Barney’s Cool Jazz at WAAPA

 

 

 

There was a touch of New York’s Blue Note jazz club at WAAPA the other evening, as cool vibes filled the Geoff Gibbs Theatre.

Guest pianist and composer Barney McAll fired up a stage brimming with budding talent, courtesy of the Academy’s best and brightest instrumentalists and vocalists.

The Aria-winning Australian jazzman ran through a scintillating selection of his works, which span the galaxy of soul, swing, fusion, Afro-Cuban, Dixieland and spiritual.

There were sweet vocals, choral harmonies, piano trios, swinging solos and the driving walls of brass that defined the 1940s Big Band era.

Yet through it all were the distinctive McAll piano, melodies, tonal variations, progressions and luscious touches that have had many critics call the Melbourne-raised musician a master of the genre.

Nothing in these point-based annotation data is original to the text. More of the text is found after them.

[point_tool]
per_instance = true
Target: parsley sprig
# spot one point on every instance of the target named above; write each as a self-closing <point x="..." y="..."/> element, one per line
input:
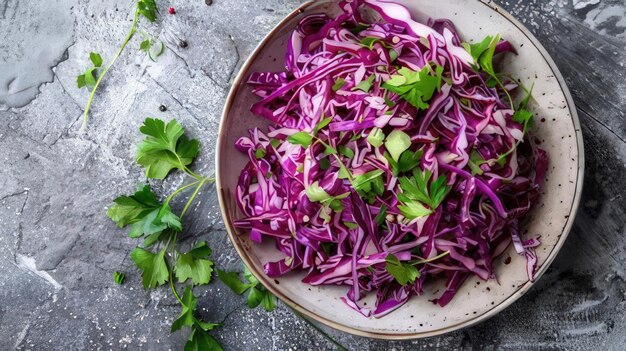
<point x="417" y="194"/>
<point x="145" y="8"/>
<point x="164" y="149"/>
<point x="416" y="87"/>
<point x="407" y="272"/>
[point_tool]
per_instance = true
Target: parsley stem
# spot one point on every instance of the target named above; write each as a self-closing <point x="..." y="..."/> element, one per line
<point x="193" y="196"/>
<point x="101" y="76"/>
<point x="193" y="174"/>
<point x="179" y="190"/>
<point x="171" y="242"/>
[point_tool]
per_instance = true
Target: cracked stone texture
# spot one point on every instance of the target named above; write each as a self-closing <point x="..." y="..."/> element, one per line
<point x="58" y="250"/>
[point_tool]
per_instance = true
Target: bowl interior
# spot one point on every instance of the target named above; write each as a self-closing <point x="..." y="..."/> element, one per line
<point x="557" y="130"/>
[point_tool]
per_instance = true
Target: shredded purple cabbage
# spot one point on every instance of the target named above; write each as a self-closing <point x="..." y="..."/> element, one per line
<point x="461" y="136"/>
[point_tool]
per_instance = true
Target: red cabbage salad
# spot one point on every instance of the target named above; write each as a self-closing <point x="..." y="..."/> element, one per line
<point x="396" y="156"/>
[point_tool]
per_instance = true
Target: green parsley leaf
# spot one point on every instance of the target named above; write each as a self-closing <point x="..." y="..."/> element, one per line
<point x="365" y="85"/>
<point x="145" y="45"/>
<point x="486" y="58"/>
<point x="275" y="143"/>
<point x="260" y="153"/>
<point x="415" y="87"/>
<point x="269" y="301"/>
<point x="324" y="163"/>
<point x="169" y="218"/>
<point x="339" y="83"/>
<point x="247" y="275"/>
<point x="393" y="55"/>
<point x="165" y="148"/>
<point x="131" y="209"/>
<point x="476" y="50"/>
<point x="404" y="273"/>
<point x="344" y="173"/>
<point x="147" y="8"/>
<point x="413" y="209"/>
<point x="392" y="164"/>
<point x="143" y="211"/>
<point x="96" y="59"/>
<point x="119" y="277"/>
<point x="153" y="267"/>
<point x="369" y="42"/>
<point x="199" y="339"/>
<point x="346" y="151"/>
<point x="301" y="138"/>
<point x="376" y="137"/>
<point x="156" y="51"/>
<point x="396" y="143"/>
<point x="523" y="117"/>
<point x="254" y="297"/>
<point x="416" y="192"/>
<point x="232" y="280"/>
<point x="195" y="265"/>
<point x="322" y="124"/>
<point x="409" y="160"/>
<point x="336" y="205"/>
<point x="80" y="81"/>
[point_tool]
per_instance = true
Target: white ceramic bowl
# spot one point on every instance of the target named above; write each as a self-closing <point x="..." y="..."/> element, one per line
<point x="476" y="300"/>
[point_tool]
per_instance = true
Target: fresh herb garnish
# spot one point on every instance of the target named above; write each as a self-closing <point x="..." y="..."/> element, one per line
<point x="164" y="149"/>
<point x="416" y="193"/>
<point x="396" y="143"/>
<point x="316" y="193"/>
<point x="339" y="83"/>
<point x="88" y="78"/>
<point x="145" y="8"/>
<point x="376" y="137"/>
<point x="406" y="272"/>
<point x="416" y="87"/>
<point x="119" y="278"/>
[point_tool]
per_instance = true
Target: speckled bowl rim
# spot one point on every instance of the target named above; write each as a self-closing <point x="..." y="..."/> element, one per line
<point x="403" y="336"/>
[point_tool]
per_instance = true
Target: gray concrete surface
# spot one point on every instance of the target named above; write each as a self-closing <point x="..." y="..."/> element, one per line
<point x="58" y="250"/>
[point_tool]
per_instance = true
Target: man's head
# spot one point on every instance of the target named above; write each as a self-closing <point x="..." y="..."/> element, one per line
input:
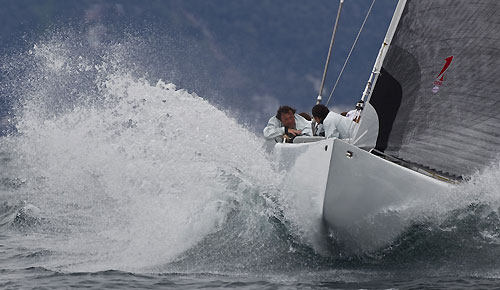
<point x="320" y="112"/>
<point x="286" y="115"/>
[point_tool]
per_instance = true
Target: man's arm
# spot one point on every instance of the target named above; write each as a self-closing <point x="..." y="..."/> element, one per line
<point x="274" y="128"/>
<point x="303" y="125"/>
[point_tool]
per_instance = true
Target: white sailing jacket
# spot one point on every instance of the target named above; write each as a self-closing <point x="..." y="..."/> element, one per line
<point x="275" y="128"/>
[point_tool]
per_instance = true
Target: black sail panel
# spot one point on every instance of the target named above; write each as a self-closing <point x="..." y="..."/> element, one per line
<point x="445" y="56"/>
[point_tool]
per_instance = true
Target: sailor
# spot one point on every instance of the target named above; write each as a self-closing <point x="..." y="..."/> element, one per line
<point x="334" y="125"/>
<point x="286" y="124"/>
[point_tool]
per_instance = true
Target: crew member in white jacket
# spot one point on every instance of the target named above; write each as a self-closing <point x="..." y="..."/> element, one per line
<point x="287" y="124"/>
<point x="334" y="125"/>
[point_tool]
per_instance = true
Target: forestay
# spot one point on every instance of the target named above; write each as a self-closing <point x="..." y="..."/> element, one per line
<point x="438" y="94"/>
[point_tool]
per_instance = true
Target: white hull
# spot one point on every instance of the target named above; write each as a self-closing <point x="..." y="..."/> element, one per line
<point x="364" y="194"/>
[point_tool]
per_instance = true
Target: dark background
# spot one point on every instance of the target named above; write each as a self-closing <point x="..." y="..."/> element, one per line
<point x="246" y="57"/>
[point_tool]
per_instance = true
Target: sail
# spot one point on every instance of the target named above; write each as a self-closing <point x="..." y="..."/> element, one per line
<point x="438" y="93"/>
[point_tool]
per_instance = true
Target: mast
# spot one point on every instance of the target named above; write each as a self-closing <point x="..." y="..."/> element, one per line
<point x="372" y="80"/>
<point x="383" y="50"/>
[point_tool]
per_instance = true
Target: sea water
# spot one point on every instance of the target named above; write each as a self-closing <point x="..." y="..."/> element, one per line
<point x="109" y="179"/>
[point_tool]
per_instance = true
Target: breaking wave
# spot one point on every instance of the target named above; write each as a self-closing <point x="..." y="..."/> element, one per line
<point x="109" y="169"/>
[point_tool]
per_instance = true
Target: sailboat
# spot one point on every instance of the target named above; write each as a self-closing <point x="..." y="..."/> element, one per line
<point x="431" y="120"/>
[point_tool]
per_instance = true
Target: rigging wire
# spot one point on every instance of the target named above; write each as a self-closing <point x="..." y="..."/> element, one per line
<point x="350" y="52"/>
<point x="318" y="100"/>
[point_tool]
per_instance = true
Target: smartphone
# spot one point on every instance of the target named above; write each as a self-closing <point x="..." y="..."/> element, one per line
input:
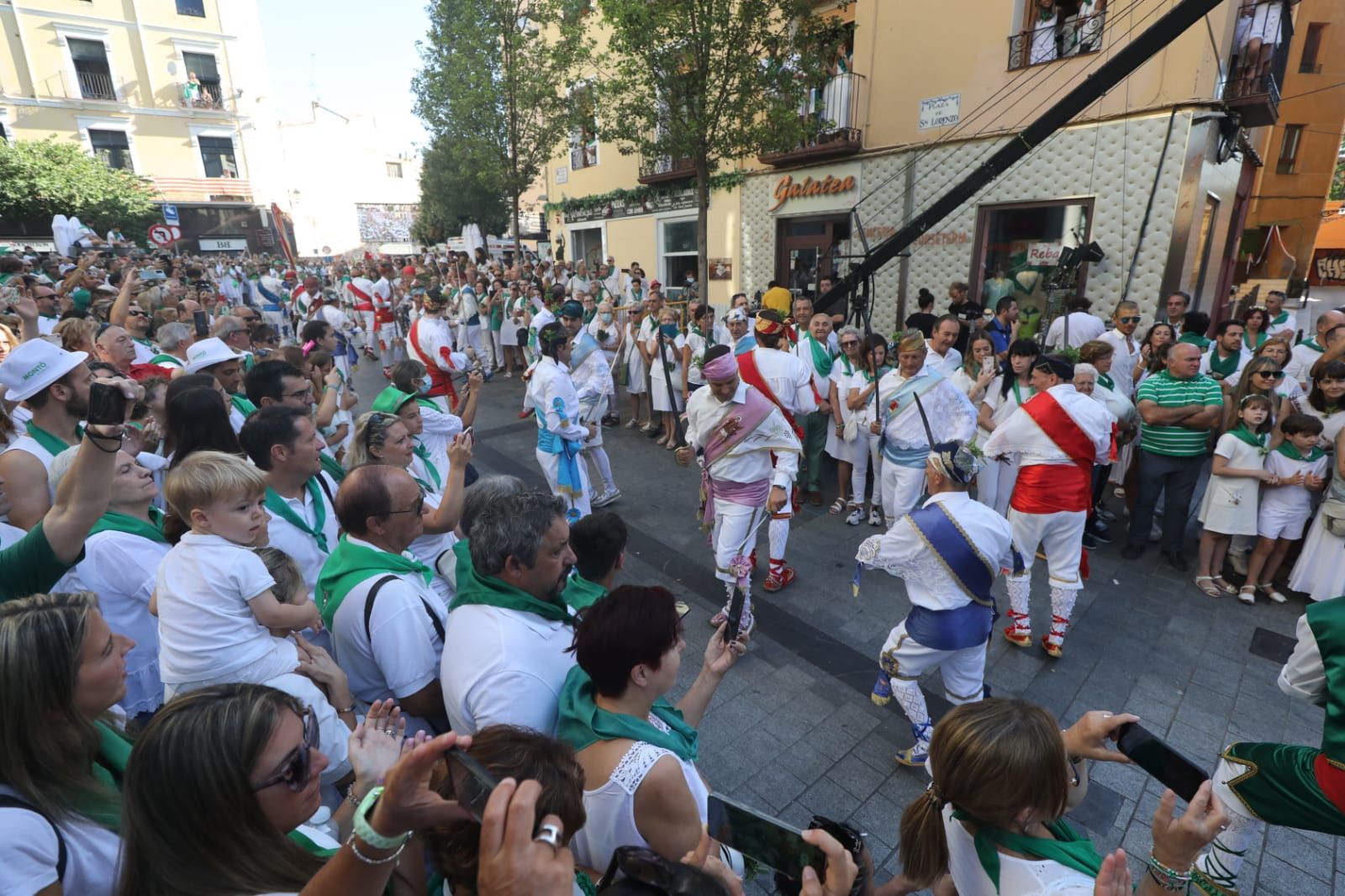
<point x="1158" y="759"/>
<point x="471" y="782"/>
<point x="107" y="403"/>
<point x="763" y="838"/>
<point x="731" y="630"/>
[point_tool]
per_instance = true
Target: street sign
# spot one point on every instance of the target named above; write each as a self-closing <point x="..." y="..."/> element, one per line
<point x="165" y="235"/>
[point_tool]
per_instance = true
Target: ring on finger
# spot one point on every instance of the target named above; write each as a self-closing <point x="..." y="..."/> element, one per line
<point x="549" y="835"/>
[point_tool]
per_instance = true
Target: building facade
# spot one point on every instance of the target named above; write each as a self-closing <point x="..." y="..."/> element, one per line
<point x="145" y="85"/>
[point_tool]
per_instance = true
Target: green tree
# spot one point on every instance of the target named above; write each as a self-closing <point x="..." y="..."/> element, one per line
<point x="494" y="84"/>
<point x="710" y="81"/>
<point x="44" y="178"/>
<point x="454" y="194"/>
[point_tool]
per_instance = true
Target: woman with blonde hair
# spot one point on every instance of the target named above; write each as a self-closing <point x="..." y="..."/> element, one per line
<point x="1002" y="777"/>
<point x="62" y="755"/>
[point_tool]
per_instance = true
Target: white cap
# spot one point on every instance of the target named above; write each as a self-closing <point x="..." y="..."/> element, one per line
<point x="34" y="366"/>
<point x="208" y="353"/>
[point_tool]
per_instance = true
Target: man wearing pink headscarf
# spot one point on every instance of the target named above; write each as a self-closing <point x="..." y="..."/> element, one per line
<point x="750" y="459"/>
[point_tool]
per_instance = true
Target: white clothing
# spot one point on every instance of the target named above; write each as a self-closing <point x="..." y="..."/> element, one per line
<point x="296" y="542"/>
<point x="1083" y="327"/>
<point x="121" y="569"/>
<point x="609" y="808"/>
<point x="206" y="629"/>
<point x="400" y="654"/>
<point x="30" y="851"/>
<point x="504" y="667"/>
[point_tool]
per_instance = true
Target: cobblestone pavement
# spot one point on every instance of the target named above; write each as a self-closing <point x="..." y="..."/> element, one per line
<point x="791" y="730"/>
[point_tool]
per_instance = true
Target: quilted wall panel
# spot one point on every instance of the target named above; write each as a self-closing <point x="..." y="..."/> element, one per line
<point x="1114" y="161"/>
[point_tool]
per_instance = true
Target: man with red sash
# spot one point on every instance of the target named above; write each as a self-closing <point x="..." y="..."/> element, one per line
<point x="948" y="553"/>
<point x="1286" y="784"/>
<point x="750" y="459"/>
<point x="1059" y="435"/>
<point x="787" y="382"/>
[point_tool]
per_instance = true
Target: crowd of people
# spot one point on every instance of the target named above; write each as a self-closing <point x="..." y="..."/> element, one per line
<point x="329" y="607"/>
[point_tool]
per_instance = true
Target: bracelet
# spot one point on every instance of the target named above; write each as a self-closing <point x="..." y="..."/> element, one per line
<point x="376" y="862"/>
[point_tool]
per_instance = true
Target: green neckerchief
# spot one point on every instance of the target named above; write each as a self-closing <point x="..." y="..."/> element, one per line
<point x="51" y="444"/>
<point x="822" y="360"/>
<point x="113" y="521"/>
<point x="1067" y="848"/>
<point x="423" y="452"/>
<point x="331" y="466"/>
<point x="109" y="766"/>
<point x="1289" y="451"/>
<point x="1242" y="434"/>
<point x="1223" y="366"/>
<point x="241" y="403"/>
<point x="583" y="721"/>
<point x="279" y="506"/>
<point x="490" y="591"/>
<point x="353" y="564"/>
<point x="580" y="593"/>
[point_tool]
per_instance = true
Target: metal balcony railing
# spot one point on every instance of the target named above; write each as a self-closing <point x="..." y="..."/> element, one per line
<point x="831" y="119"/>
<point x="1073" y="37"/>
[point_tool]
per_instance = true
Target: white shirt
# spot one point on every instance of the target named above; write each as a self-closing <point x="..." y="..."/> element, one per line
<point x="504" y="667"/>
<point x="206" y="629"/>
<point x="1083" y="327"/>
<point x="30" y="851"/>
<point x="400" y="656"/>
<point x="296" y="542"/>
<point x="905" y="553"/>
<point x="750" y="461"/>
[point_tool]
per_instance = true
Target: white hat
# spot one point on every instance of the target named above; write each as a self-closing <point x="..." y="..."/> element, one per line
<point x="208" y="353"/>
<point x="34" y="366"/>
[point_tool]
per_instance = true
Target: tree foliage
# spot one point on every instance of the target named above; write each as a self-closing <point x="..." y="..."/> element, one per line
<point x="710" y="81"/>
<point x="493" y="85"/>
<point x="44" y="178"/>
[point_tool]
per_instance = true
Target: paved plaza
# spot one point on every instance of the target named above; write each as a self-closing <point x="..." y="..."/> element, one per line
<point x="793" y="730"/>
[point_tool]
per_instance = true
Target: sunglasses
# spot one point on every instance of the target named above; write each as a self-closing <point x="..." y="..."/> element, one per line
<point x="298" y="767"/>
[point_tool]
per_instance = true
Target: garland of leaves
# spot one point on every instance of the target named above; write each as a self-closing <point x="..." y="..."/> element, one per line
<point x="725" y="181"/>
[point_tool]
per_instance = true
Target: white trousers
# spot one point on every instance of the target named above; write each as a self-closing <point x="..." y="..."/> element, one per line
<point x="551" y="466"/>
<point x="901" y="488"/>
<point x="1060" y="535"/>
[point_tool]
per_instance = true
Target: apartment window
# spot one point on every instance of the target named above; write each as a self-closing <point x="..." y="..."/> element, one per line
<point x="111" y="148"/>
<point x="1308" y="64"/>
<point x="1289" y="148"/>
<point x="203" y="84"/>
<point x="93" y="71"/>
<point x="217" y="154"/>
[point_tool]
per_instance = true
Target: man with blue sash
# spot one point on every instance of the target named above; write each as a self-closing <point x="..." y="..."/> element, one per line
<point x="905" y="437"/>
<point x="947" y="553"/>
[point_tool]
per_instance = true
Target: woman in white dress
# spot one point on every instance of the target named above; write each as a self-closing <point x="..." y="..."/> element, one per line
<point x="1004" y="774"/>
<point x="1008" y="390"/>
<point x="1320" y="571"/>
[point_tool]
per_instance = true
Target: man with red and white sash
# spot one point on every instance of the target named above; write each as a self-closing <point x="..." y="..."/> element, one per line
<point x="1059" y="435"/>
<point x="787" y="382"/>
<point x="1286" y="784"/>
<point x="905" y="428"/>
<point x="750" y="459"/>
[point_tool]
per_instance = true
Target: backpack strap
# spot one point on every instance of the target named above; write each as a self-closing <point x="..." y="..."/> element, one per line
<point x="369" y="609"/>
<point x="8" y="801"/>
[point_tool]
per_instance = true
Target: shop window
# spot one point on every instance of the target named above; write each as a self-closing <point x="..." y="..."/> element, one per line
<point x="112" y="148"/>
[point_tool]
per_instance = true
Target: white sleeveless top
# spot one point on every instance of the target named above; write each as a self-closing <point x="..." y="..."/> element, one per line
<point x="611" y="808"/>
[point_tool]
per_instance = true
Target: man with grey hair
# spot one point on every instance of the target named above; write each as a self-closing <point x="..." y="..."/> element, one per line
<point x="509" y="631"/>
<point x="174" y="342"/>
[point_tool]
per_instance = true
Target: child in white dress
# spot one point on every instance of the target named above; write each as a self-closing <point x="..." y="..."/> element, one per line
<point x="1230" y="505"/>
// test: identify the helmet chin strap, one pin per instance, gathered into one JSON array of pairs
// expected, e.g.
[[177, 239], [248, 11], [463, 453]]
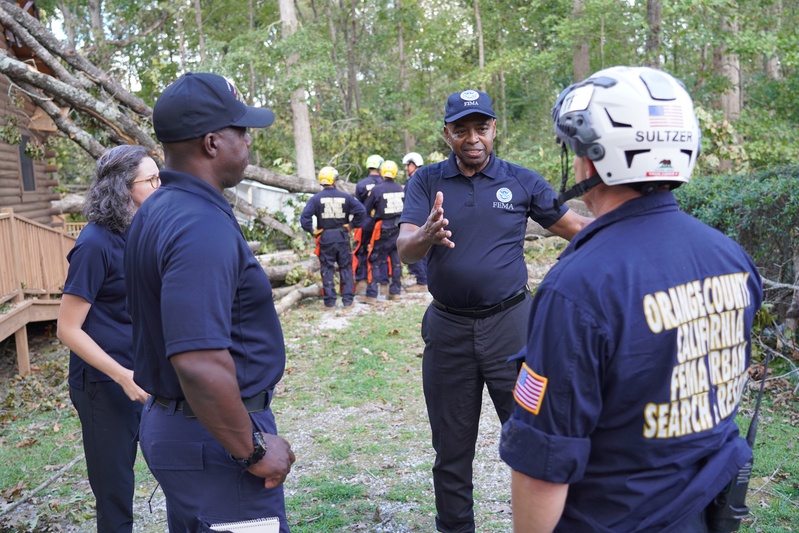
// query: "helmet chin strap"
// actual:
[[580, 189]]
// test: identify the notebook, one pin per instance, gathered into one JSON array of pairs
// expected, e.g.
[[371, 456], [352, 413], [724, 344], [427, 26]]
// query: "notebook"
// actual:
[[259, 525]]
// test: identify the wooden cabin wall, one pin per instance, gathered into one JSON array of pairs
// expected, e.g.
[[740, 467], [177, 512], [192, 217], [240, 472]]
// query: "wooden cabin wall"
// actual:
[[35, 204]]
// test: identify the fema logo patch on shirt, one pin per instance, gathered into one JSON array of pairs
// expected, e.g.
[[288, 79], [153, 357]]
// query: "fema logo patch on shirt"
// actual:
[[529, 390], [504, 195]]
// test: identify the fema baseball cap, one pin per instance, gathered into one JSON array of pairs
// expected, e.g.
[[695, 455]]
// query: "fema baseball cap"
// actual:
[[467, 102], [198, 103]]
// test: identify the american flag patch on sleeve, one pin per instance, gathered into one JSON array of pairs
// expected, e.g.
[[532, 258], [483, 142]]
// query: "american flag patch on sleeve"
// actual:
[[529, 390]]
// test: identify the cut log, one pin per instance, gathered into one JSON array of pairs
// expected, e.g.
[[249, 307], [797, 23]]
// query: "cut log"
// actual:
[[277, 274]]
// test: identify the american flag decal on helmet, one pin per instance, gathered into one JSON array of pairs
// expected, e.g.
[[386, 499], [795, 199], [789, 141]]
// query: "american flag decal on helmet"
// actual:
[[529, 390]]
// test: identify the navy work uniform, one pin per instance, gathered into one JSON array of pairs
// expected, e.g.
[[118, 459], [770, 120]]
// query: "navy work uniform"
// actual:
[[193, 284], [478, 317], [109, 419], [336, 213], [361, 255], [419, 268], [637, 355], [385, 204]]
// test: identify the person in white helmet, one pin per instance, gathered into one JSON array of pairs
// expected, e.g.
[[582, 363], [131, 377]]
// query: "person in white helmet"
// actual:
[[626, 399], [468, 215], [384, 204], [363, 235], [412, 161], [337, 213]]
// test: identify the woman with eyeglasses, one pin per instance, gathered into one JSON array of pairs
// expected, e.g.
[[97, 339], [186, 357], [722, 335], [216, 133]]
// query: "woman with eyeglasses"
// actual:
[[94, 323]]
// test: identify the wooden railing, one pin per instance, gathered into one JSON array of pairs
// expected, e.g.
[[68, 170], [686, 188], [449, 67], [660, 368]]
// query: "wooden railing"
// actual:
[[33, 268], [73, 228]]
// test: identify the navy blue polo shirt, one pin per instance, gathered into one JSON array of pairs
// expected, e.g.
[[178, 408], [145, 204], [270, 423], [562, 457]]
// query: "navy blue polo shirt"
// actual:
[[333, 209], [638, 348], [95, 274], [193, 284], [386, 202], [487, 216]]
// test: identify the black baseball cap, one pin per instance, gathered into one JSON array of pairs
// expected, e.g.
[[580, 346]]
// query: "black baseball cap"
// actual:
[[198, 103], [467, 102]]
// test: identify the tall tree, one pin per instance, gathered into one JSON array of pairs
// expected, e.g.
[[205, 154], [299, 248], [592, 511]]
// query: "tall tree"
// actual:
[[654, 16], [582, 59], [303, 142]]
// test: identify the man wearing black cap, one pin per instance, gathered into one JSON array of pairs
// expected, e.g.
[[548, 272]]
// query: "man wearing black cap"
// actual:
[[478, 277], [208, 343]]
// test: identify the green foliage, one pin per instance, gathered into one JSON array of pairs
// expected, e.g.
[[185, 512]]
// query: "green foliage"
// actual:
[[759, 210]]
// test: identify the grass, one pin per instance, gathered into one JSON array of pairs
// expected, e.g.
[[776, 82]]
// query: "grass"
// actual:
[[351, 404]]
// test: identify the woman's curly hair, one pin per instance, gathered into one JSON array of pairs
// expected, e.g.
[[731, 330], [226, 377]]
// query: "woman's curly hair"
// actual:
[[108, 202]]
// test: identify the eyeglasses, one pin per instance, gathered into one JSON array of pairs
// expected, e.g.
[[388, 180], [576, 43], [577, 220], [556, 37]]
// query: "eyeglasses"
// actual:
[[155, 181]]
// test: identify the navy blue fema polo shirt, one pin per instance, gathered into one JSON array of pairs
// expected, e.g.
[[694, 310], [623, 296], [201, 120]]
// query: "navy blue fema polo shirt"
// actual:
[[487, 216], [193, 284], [95, 274]]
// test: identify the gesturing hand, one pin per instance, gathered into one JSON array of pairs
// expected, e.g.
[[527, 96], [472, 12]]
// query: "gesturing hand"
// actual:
[[276, 464]]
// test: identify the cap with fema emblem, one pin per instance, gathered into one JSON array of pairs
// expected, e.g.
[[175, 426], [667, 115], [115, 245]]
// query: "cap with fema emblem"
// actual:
[[197, 104], [467, 102]]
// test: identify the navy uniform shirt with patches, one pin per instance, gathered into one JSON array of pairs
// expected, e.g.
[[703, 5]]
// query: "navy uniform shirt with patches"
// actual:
[[193, 284], [642, 330], [96, 275], [362, 191], [333, 209], [487, 216], [386, 202]]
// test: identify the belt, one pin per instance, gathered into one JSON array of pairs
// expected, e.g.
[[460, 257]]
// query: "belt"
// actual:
[[487, 311], [259, 402]]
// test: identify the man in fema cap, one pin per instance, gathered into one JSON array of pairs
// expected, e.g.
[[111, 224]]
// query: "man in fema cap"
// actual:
[[207, 341], [478, 279]]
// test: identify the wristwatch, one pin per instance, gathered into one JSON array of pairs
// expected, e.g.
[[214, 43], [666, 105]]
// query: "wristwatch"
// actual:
[[258, 452]]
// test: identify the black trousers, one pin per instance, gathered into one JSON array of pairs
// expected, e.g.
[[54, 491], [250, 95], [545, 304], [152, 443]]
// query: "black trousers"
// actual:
[[110, 424], [461, 356]]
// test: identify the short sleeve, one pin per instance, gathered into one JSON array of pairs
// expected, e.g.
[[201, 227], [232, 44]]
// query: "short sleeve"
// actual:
[[564, 350]]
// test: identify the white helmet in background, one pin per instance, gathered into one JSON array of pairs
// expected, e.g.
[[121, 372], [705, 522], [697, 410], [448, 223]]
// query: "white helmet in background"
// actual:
[[636, 124], [413, 157], [374, 161]]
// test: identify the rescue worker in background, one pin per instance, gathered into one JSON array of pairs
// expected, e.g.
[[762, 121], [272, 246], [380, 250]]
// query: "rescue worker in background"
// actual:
[[336, 213], [478, 279], [385, 205], [624, 417], [363, 235], [413, 161]]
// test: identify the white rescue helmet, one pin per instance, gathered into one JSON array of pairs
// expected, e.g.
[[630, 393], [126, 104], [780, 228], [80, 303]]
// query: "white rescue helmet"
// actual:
[[374, 161], [636, 124], [413, 157], [328, 176], [389, 169]]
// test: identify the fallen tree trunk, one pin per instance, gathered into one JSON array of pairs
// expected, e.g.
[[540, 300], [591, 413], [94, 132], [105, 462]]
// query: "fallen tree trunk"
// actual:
[[295, 296], [278, 274]]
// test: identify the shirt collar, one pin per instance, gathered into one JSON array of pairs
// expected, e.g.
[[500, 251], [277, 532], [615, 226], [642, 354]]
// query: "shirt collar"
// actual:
[[656, 202]]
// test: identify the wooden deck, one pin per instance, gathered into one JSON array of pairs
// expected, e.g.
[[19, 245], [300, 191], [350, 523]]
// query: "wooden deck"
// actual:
[[33, 268]]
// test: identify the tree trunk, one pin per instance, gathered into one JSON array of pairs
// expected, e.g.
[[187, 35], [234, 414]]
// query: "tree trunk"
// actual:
[[198, 20], [728, 65], [352, 70], [303, 144], [478, 26], [405, 83], [582, 59], [654, 15], [296, 296]]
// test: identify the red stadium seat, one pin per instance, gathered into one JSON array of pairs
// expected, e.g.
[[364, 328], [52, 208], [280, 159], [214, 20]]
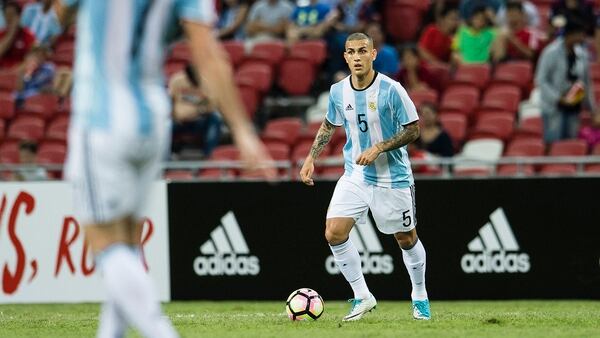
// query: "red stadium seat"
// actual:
[[9, 152], [222, 153], [250, 98], [494, 125], [460, 99], [7, 106], [504, 97], [57, 128], [43, 105], [180, 52], [565, 148], [313, 50], [518, 73], [235, 50], [8, 80], [423, 96], [26, 128], [51, 153], [286, 130], [456, 126], [402, 22], [271, 52], [530, 127], [255, 74], [296, 76], [522, 147], [476, 75]]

Throughout the concert, sponsored by philanthropists Brigid and Ronald Woss, McAll’s trademark complex sound pathways would joyously resolve into the heart of melody, revealing a jazz composer with a deep, insightful feel for the beauty of alluring and evocative arrangement.

There was also some fine improvisation, the essence of great jazz,  performed with pizzazz and confidence by all the musicians.

 

 

McAll regularly praised his young charges and informed a thrilled audience that they were witnessing the future of jazz music.

Between pieces he related a bit about his own life, including  many formative years spent  in the US. He also told a few yarns between tunes, some about his heroes, including the great Thelonius Monk.

McAll completed his Bachelor of Music at the Victorian College of Arts in Melbourne before moving to New York City in  1997 to join saxophonist Gary Bartz’s band.

He also played with the Josh Roseman Unit, Fred Wesley and the JB’s, Groove Collective, and Kurt Rosenwinkel’s Heartcore. Seeking greater knowledge and inspiration he went on to study in Cuba, and has played with the many of the Who’s Who of the modern US jazz scene.

Hence McAll has accrued extensive musical knowlegde, and the subtle influences and nuances of the greats shine through in his sparkling repertoire.

In 2015, he was the recipient of the Peggy Glanvill-Hicks composer residency in Sydney. He has headed up several of Australia’s best jazz ensembles and has produced a string of albums while regularly performing internationally.

At the 2015 Aria Awards McAll won Best Jazz Album for Mooroolbark, from which he played a piece at WAAPA the other night.

It was a fantastic night under the spell of an Australian jazz maestro, with many of us departing  humming a catchy or haunting McAll refrain.